Moutarde, grains et autres chicots

Publié le 16-06-2022

de Alberto Brigato

La semaine dernière, j'ai fait de la moutarde. Ici au Brésil, nous avons un pot plein de grains de moutarde, immobile qui me regarde et me taquine et, comme je ne suis pas une personne pour laquelle on prie, j'ai décidé de faire quelque chose, d'apprendre quelque chose de nouveau et surtout d'expérimenter moi-même en cuisine, après tout ce n'est qu'une sauce comme une autre.

Mais non, la moutarde porte en elle toute une aura de mystère et de curiosité, cette phrase lapidaire et en même temps stimulante de Jésus - "si seulement tu avais la foi comme un grain de moutarde" - enrichit ce grain insignifiant d'une attente presque religieuse et, franchement, même une petite envie saine. Lui, si petit qu'il devient la plus grande des plantes du jardin, devient un lieu pour construire un nid, un lieu de repos et de repos.

Chargée de cette attente et de l'impatience qui me distingue, je mange une cuillère à café de ces graines, telles quelles, sèches... évidemment elles n'y connaissent rien et une s'est coincée dans mes dents, entre les deux ponts et s'est coincée, donner de l'ennui toute la journée. Cela gênait les dents dans lesquelles il s'était glissé, la langue qui claquait toujours et toute la bouche qui en souffrait. C'était juste là, comme mille autres choses dans ma et notre vie de fraternité, qui se glissent de tout petits bouts entre nous, dans nos relations, qui se coincent et il n'y a pas de brosse à dents qui puisse les enlever.

Recette de la moutarde : faire tremper les grains dans du vinaigre et attendre 12 heures

Je le fais et le lendemain matin ceux-ci avaient explosé, dans le vrai sens du terme, gonflés et débordants, ils sont même sortis du bocal et se sont éparpillés sur le comptoir de la cuisine, ils sont revenus vivants et ont retrouvé leur vraie saveur.

Je pense que c'est pareil pour nos céréales, il ne faut pas faire saigner nos gencives avec des cure-pipes : c'est au fond la solution la plus simple. Il faut se plonger dans le vinaigre, celui qui cicatrise les blessures, justement parce qu'il les fait un peu brûler, ce vinaigre qui donne du goût à notre vie, à notre triste salade, qui autrement n'aurait aucun goût.

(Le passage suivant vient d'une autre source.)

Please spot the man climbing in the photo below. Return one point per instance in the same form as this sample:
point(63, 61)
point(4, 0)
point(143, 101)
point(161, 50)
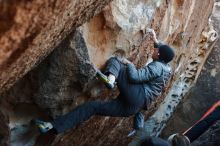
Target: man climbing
point(138, 88)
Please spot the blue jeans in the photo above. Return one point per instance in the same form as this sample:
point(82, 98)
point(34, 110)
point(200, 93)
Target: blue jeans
point(130, 100)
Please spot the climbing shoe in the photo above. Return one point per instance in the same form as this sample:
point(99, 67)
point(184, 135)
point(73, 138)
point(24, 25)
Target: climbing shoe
point(104, 79)
point(43, 126)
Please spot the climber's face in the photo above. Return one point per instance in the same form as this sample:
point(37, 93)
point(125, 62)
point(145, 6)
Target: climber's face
point(156, 54)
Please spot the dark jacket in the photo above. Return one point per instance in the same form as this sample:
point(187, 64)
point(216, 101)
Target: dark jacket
point(153, 76)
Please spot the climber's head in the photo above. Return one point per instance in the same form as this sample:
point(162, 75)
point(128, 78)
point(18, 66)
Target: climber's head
point(179, 140)
point(163, 52)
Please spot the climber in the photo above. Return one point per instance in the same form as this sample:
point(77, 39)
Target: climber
point(207, 120)
point(138, 88)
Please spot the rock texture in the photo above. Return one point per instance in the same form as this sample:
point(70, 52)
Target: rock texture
point(202, 96)
point(4, 130)
point(65, 78)
point(31, 35)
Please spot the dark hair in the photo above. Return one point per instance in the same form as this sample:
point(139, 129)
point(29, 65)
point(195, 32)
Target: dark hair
point(179, 140)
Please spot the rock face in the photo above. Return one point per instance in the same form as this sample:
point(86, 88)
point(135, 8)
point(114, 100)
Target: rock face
point(32, 35)
point(65, 78)
point(202, 96)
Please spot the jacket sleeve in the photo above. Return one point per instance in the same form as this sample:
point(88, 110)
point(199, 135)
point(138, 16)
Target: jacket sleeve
point(144, 74)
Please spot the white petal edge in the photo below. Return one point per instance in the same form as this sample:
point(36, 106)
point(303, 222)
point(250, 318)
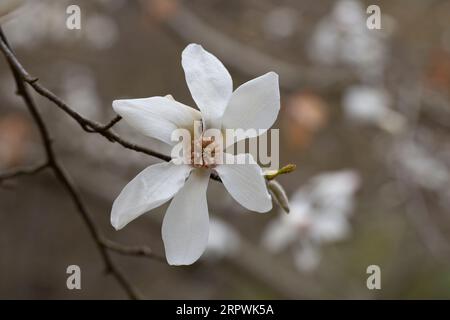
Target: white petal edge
point(156, 117)
point(254, 105)
point(185, 228)
point(209, 82)
point(149, 189)
point(245, 182)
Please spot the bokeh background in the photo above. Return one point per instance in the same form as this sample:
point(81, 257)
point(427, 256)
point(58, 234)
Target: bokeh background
point(365, 117)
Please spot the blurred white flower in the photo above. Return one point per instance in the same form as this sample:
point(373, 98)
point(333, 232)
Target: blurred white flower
point(319, 214)
point(255, 104)
point(343, 38)
point(224, 240)
point(101, 31)
point(370, 105)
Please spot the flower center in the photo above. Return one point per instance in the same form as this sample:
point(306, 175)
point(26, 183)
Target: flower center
point(203, 152)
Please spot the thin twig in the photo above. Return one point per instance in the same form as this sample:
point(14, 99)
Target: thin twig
point(86, 124)
point(109, 125)
point(62, 176)
point(138, 251)
point(23, 171)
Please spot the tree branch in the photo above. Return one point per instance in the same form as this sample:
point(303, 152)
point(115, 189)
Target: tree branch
point(53, 163)
point(86, 124)
point(23, 171)
point(138, 251)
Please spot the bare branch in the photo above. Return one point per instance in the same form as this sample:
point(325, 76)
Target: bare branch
point(23, 171)
point(60, 173)
point(138, 251)
point(86, 124)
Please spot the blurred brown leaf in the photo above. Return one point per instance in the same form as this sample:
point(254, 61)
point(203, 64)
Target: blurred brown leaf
point(305, 114)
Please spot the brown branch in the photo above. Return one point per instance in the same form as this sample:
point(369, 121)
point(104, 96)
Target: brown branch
point(23, 171)
point(109, 125)
point(138, 251)
point(62, 176)
point(86, 124)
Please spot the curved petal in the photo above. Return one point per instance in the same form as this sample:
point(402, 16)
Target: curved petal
point(149, 189)
point(185, 227)
point(254, 105)
point(208, 80)
point(245, 182)
point(156, 117)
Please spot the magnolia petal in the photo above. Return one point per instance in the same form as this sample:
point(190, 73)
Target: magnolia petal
point(156, 117)
point(185, 227)
point(208, 80)
point(254, 105)
point(149, 189)
point(245, 182)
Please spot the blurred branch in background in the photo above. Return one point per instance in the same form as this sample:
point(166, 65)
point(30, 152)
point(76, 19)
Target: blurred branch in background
point(22, 78)
point(187, 26)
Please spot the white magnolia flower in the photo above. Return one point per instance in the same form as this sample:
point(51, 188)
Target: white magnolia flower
point(254, 104)
point(342, 37)
point(224, 240)
point(319, 214)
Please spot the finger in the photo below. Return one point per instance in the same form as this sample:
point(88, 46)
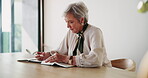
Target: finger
point(39, 52)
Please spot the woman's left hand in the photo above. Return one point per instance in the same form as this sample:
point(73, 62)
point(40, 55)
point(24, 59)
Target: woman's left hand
point(56, 57)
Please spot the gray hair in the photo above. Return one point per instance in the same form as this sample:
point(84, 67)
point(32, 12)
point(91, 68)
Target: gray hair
point(78, 10)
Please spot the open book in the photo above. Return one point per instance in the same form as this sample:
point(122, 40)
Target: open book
point(34, 60)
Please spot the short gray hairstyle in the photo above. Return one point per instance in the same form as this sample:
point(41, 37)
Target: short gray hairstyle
point(79, 10)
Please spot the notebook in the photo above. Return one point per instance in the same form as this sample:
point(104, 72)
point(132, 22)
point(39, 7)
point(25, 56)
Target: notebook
point(34, 60)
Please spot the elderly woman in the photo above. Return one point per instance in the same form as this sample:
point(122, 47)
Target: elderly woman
point(83, 45)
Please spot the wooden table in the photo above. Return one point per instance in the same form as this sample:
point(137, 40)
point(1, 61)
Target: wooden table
point(10, 68)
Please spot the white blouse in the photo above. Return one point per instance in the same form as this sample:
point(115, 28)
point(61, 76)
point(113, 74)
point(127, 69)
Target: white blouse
point(94, 53)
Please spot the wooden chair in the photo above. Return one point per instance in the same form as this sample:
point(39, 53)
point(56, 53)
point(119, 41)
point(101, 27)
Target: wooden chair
point(126, 64)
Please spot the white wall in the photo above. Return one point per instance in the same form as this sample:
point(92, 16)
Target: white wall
point(125, 30)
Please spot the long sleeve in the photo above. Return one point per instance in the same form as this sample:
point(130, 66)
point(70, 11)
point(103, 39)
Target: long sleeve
point(95, 54)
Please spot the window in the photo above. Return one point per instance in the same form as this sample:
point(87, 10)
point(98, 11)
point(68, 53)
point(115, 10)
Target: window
point(20, 25)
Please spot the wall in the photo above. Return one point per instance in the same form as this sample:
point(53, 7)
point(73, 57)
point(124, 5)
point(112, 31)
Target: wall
point(125, 30)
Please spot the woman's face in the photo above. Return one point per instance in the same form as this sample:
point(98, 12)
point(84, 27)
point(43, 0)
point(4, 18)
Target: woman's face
point(73, 24)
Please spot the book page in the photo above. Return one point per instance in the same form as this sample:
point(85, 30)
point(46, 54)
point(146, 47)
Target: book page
point(58, 64)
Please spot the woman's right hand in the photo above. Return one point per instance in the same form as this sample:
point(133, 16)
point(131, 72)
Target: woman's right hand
point(42, 55)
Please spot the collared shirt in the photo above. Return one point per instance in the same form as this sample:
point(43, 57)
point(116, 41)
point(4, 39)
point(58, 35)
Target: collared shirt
point(94, 53)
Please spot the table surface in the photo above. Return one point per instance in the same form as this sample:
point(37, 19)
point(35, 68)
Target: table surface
point(11, 68)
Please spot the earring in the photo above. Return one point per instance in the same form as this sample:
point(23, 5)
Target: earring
point(82, 24)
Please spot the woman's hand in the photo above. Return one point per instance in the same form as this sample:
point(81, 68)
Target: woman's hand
point(58, 58)
point(42, 55)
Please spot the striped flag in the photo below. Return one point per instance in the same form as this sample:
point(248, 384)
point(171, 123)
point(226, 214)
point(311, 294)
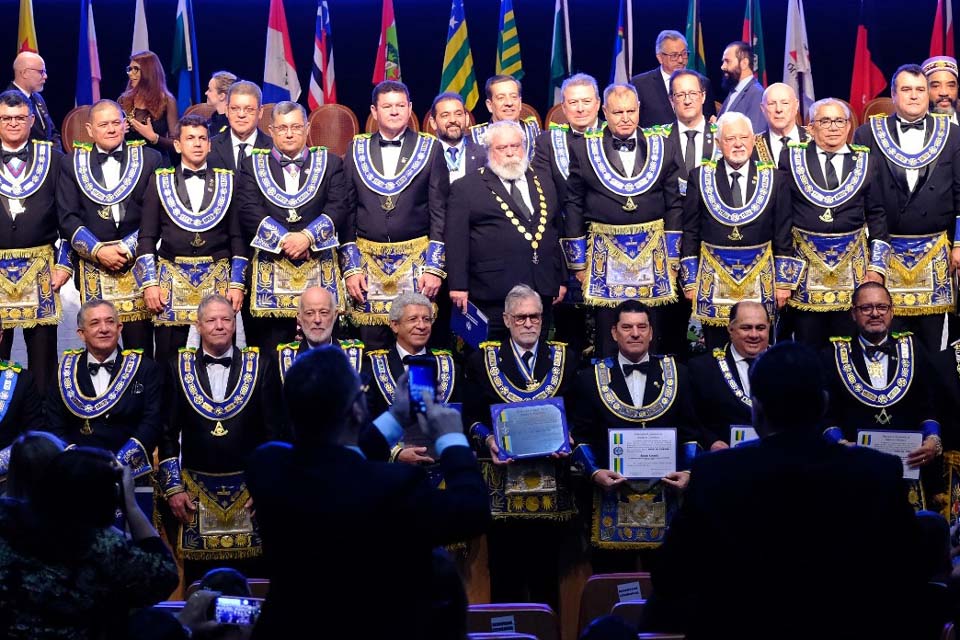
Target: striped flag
point(941, 42)
point(698, 59)
point(185, 66)
point(88, 58)
point(560, 52)
point(280, 81)
point(27, 30)
point(323, 85)
point(458, 75)
point(141, 40)
point(388, 51)
point(508, 43)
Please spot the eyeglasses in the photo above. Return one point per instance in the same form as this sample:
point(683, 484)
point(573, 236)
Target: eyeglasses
point(836, 123)
point(868, 309)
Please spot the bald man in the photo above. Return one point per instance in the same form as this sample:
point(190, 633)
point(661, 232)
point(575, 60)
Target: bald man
point(29, 76)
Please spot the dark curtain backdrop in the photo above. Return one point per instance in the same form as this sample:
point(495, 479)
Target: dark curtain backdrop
point(231, 34)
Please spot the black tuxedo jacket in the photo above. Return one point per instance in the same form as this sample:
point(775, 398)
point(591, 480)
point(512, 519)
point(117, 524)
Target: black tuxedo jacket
point(38, 225)
point(330, 495)
point(773, 224)
point(486, 254)
point(655, 106)
point(251, 206)
point(222, 241)
point(188, 435)
point(419, 210)
point(746, 507)
point(933, 204)
point(589, 201)
point(222, 155)
point(139, 413)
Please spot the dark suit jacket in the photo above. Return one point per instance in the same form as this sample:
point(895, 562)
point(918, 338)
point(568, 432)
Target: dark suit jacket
point(486, 254)
point(312, 500)
point(753, 529)
point(932, 206)
point(139, 412)
point(655, 107)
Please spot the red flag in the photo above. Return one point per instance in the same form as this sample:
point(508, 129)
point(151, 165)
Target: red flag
point(941, 41)
point(868, 80)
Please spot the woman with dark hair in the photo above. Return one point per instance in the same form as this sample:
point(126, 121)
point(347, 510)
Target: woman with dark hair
point(65, 572)
point(151, 109)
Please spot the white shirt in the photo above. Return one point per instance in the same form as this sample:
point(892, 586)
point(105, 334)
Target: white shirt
point(218, 376)
point(636, 381)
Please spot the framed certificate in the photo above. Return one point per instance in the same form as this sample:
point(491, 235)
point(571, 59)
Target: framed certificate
point(530, 429)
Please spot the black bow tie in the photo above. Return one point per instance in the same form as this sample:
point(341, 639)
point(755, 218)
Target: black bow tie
point(23, 155)
point(223, 362)
point(642, 367)
point(95, 367)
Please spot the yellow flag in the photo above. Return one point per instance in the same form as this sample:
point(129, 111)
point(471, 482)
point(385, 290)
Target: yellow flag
point(27, 33)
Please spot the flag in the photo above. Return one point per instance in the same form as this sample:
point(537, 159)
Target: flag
point(280, 80)
point(697, 61)
point(508, 43)
point(796, 56)
point(388, 51)
point(27, 31)
point(458, 75)
point(141, 40)
point(868, 80)
point(88, 59)
point(941, 42)
point(185, 66)
point(323, 86)
point(753, 35)
point(560, 52)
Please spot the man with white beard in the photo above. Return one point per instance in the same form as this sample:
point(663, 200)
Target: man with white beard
point(503, 230)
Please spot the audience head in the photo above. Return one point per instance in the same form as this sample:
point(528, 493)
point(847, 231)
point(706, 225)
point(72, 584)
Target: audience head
point(788, 390)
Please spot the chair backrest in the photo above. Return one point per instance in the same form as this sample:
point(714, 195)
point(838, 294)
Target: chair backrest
point(520, 617)
point(73, 128)
point(332, 126)
point(603, 590)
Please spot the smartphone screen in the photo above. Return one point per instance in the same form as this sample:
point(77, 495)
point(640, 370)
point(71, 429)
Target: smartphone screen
point(232, 610)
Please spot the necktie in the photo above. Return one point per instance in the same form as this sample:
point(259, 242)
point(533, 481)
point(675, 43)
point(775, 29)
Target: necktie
point(223, 362)
point(833, 182)
point(735, 196)
point(94, 367)
point(690, 155)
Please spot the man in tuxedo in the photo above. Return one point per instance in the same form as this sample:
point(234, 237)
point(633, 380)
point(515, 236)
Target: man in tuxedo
point(921, 203)
point(653, 87)
point(29, 76)
point(746, 94)
point(100, 194)
point(291, 201)
point(629, 197)
point(316, 499)
point(107, 397)
point(28, 239)
point(182, 256)
point(720, 379)
point(397, 185)
point(449, 119)
point(219, 411)
point(750, 511)
point(506, 231)
point(230, 148)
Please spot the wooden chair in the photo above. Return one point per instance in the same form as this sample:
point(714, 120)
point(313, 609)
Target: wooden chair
point(372, 124)
point(332, 126)
point(74, 127)
point(601, 593)
point(538, 620)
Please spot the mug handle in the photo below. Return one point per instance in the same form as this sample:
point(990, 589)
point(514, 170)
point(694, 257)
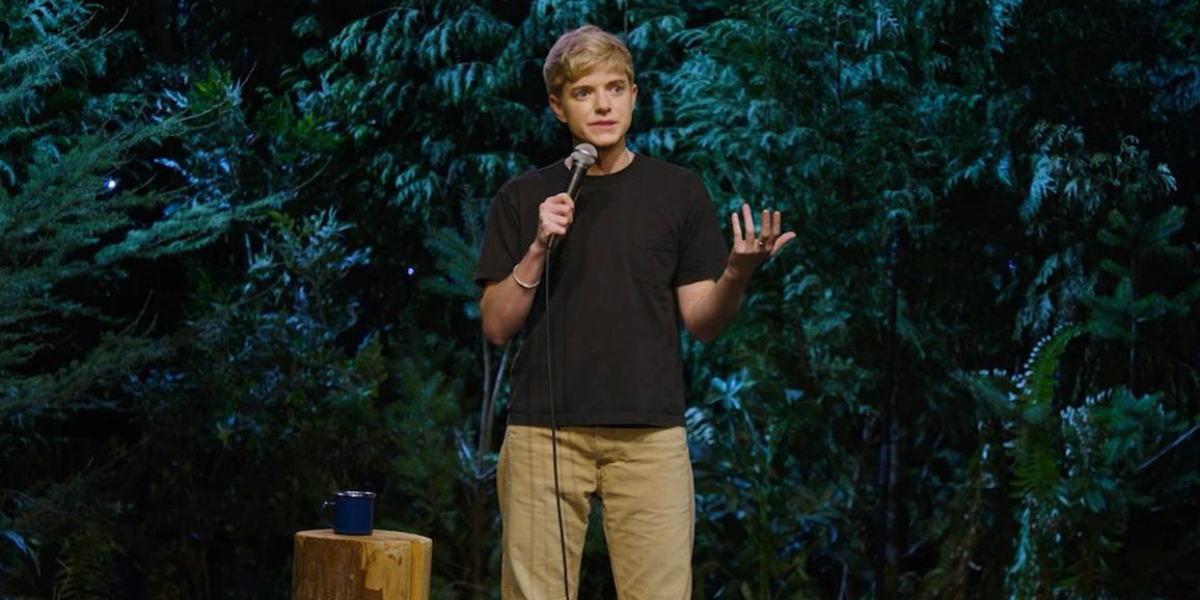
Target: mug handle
point(324, 508)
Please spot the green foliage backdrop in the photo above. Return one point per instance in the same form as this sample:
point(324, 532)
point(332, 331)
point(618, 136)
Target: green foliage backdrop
point(237, 252)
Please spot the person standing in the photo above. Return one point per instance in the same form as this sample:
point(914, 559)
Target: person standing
point(637, 255)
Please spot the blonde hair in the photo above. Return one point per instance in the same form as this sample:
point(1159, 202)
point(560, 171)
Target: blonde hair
point(579, 52)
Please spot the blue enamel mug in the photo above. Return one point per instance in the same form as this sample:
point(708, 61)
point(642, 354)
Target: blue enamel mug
point(353, 511)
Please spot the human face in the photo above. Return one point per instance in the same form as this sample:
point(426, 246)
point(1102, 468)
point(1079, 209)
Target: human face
point(598, 108)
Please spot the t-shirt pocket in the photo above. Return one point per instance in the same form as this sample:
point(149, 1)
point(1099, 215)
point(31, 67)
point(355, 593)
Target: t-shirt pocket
point(654, 262)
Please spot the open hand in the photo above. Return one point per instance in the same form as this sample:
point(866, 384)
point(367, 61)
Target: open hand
point(751, 249)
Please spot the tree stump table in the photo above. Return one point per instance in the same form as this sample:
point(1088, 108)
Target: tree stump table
point(384, 565)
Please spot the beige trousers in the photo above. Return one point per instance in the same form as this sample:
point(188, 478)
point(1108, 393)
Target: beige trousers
point(642, 479)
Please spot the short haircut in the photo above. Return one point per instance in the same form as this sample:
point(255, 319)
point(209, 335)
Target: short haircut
point(579, 52)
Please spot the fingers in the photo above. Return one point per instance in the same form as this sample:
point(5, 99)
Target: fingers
point(556, 215)
point(783, 240)
point(772, 238)
point(749, 220)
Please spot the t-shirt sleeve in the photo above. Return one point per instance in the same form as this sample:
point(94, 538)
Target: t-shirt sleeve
point(502, 239)
point(702, 250)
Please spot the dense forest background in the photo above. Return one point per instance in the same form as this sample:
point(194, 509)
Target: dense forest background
point(238, 240)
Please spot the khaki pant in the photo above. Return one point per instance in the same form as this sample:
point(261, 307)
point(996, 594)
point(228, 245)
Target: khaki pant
point(642, 478)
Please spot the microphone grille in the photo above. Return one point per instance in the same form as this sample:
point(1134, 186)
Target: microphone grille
point(585, 154)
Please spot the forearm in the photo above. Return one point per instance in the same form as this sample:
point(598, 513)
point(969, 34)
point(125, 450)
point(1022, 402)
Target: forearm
point(708, 315)
point(505, 304)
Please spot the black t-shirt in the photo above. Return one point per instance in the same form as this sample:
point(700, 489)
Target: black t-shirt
point(615, 327)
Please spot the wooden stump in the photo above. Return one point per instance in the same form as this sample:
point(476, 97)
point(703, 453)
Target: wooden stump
point(384, 565)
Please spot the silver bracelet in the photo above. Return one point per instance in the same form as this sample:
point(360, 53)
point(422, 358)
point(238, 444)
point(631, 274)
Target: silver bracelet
point(523, 285)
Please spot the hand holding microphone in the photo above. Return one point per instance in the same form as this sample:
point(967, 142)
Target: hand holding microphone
point(556, 214)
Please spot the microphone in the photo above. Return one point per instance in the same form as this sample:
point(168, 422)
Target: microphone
point(583, 156)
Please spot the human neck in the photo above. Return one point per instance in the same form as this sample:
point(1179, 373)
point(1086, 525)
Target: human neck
point(611, 160)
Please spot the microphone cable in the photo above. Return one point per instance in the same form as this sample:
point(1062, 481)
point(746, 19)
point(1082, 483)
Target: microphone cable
point(583, 157)
point(553, 430)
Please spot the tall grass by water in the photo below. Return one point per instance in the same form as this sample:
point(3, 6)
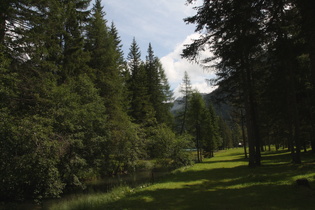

Vinaigre qui nous réveille, qui ravive ceux qui se sont évanouis, accentue les sens, nous ramène à être plein, gonflé et débordant, chacun pris individuellement ou avec les autres, vinaigre qui nous rappelle qui nous étions avant de nous dessécher. Et puis il faut attendre, dans le silence d'une, cent, mille fois, dans lequel on voudrait faire la moutarde IMMÉDIATEMENT ; il faut attendre, comme les disciples du Cénacle, dans la prière qui remplit et fond, accompagnés de Marie qui console et certainement cuisine. Puis salez, sucrez, huilez et mixez le tout.

Ce pot plein de graines n'était pas encore de la moutarde, elles étaient belles, savoureuses, pleines d'une vie retrouvée, mais elles restaient des graines très simples. Il faut tout hacher, mixer, passer dans les lames, se faire couper et laisser s'écouler le jus. Faire ressortir le goût de la vie que nous avons à l'intérieur, homogénéiser le tout à l'aide de l'huile, notre prière continue, le partage, les dispositifs humains qui rendent la vie en fraternité agréable, désireuse d'être vécue, qu'elle me fasse du bien et qu'il me fait du bien avec les autres, parce que je l'ai choisi et que je le choisis tous les jours.

Je suis cette graine, je choisis de passer par le mixeur, non par masochisme, ou parce que j'aspire au martyre, mais parce que c'est seulement ainsi que j'en sors et sors la moutarde, sucrée et salée à la fois, aigre et épicée, elle devient ma seule vraie vie possible, utilisée pour ajouter un peu de saveur au temps que nous avons devant nous, ensemble.